You cannot modify or associate security groups with network interfaces created by AWS Transit Gateway attachments. These interfaces are managed by AWS, and security groups cannot be applied to them.
To secure traffic, you'll need to focus on:
- Security Groups: Apply them to the individual instances or resources within your VPCs.
- Network ACLs: Use them at the subnet level to control traffic at the network boundary.
- Transit Gateway Route Tables: Use these to manage traffic routing between your VPCs and on-premises resources. https://docs.aws.amazon.com/vpc/latest/userguide/vpc-network-acls.html https://docs.aws.amazon.com/vpc/latest/tgw/tgw-route-tables.html
but why the option is existing and available for editing ! what is bad with NACL is that it is not stateful and if a new subnet in the VPC is created you can not guarantee which NACL is added to it , there should be a security control on the connection between the VPC and the transit gateway. also the transit gateway routing table is a reachability tool not a security one!
You're quite right that NACLs are rarely useful for a variety of reasons and that the Transit Gateway's capabilities are limited to being essentially a massive but ultimately simple router. Security groups don't apply to any routing-based constructs, such as TGW attachments, gateway load balancers, virtual private gateways (VGW), internet gateways (IGW), or NAT gateways, and the reason the graphical console displays the options is that for the EC2 console, all elastic network interfaces (ENIs) in the VPC are just interfaces, without individual differences in capabilities. It's the service that owns the ENI, such as TGW, that controls which operations are supported on its ENIs.
The way in which TGW can be combined with granular, centralised, and scalable access controls is by accompanying the TGW with a firewall, and using the TGW's route tables to force traffic between the networks you specify to pass through the firewall. This allows you to accomplish what you described, centrally controlling which exact traffic each VPC is allowed to send to any destination through the TGW.

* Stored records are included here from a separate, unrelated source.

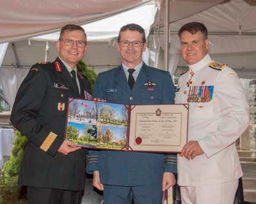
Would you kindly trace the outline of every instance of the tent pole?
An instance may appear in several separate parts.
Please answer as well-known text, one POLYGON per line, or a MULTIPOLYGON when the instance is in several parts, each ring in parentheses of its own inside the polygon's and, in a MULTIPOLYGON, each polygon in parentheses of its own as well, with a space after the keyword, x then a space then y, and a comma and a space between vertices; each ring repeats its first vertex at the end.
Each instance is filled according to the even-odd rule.
POLYGON ((48 52, 50 50, 50 44, 48 41, 47 41, 45 45, 45 62, 47 61, 48 52))
POLYGON ((169 0, 165 0, 164 17, 164 64, 166 71, 169 70, 169 0))
POLYGON ((17 54, 16 47, 15 46, 14 42, 12 42, 11 43, 11 45, 12 45, 12 51, 14 52, 14 59, 15 59, 15 61, 16 61, 16 67, 18 68, 20 66, 20 63, 19 63, 19 57, 18 57, 17 54))

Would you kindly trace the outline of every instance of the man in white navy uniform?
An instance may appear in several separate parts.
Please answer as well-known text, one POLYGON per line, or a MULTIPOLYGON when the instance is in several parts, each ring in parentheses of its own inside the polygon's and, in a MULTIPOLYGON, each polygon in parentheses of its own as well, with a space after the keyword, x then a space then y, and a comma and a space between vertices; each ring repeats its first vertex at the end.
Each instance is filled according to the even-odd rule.
POLYGON ((182 204, 231 204, 242 176, 235 142, 249 123, 248 101, 236 73, 209 56, 203 24, 187 23, 178 36, 189 66, 175 97, 189 104, 188 143, 178 158, 182 204))

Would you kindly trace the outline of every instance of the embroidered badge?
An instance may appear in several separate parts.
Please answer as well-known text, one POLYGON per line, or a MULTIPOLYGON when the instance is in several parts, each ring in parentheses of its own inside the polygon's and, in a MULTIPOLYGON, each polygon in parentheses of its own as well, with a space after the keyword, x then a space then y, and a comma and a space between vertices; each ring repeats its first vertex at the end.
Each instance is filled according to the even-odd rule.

There's an overview of the approach in this AWS blog post: https://aws.amazon.com/blogs/networking-and-content-delivery/deploy-centralized-traffic-filtering-using-aws-network-firewall/ and a more in-depth analysis of different deployment models here: https://aws.amazon.com/blogs/networking-and-content-delivery/deployment-models-for-aws-network-firewall/
but why the option is existing and available for editing ! what is bad with NACL is that it is not stateful and if a new subnet in the VPC is created you can not guarantee which NACL is added to it , there should be a security control on the connection between the VPC and the transit gateway. also the transit gateway routing table is a reachability tool not a security one!
The transit gateway route table is great for segmenting traffic, for exmaple, one RT for prod, dev, test and so on. What i see many AWS Users do, they introduce for example a next gen firewall (Network firewall, or other 3rd party appliances) when traffic are crossing segment. And the NACL, even though beeing stateless, you can create granular access based on the requirements you have, hence solving your problem imo. Maybe not the best solution to your point, but either that or central inspection with a next gen firewall. as i see it in addition to having Security groups on the target and source network interface as well.
@emnded I'd say NACLs are generally next to useless with niche exceptions. A NACL can only have a maximum of 40 rules and max 20 recommended; it can only inspect either the source CIDR (for inbound NACLs) or destination CIDR (outbound) but not both in combination; and it only deals with IP addresses, as opposed to the dynamic ENI associations that security groups have. NACLs can work fine for e.g. blocking access to the TGW from public subnets while allowing from private subnets, but not for any semblance of granular control that I can recognise.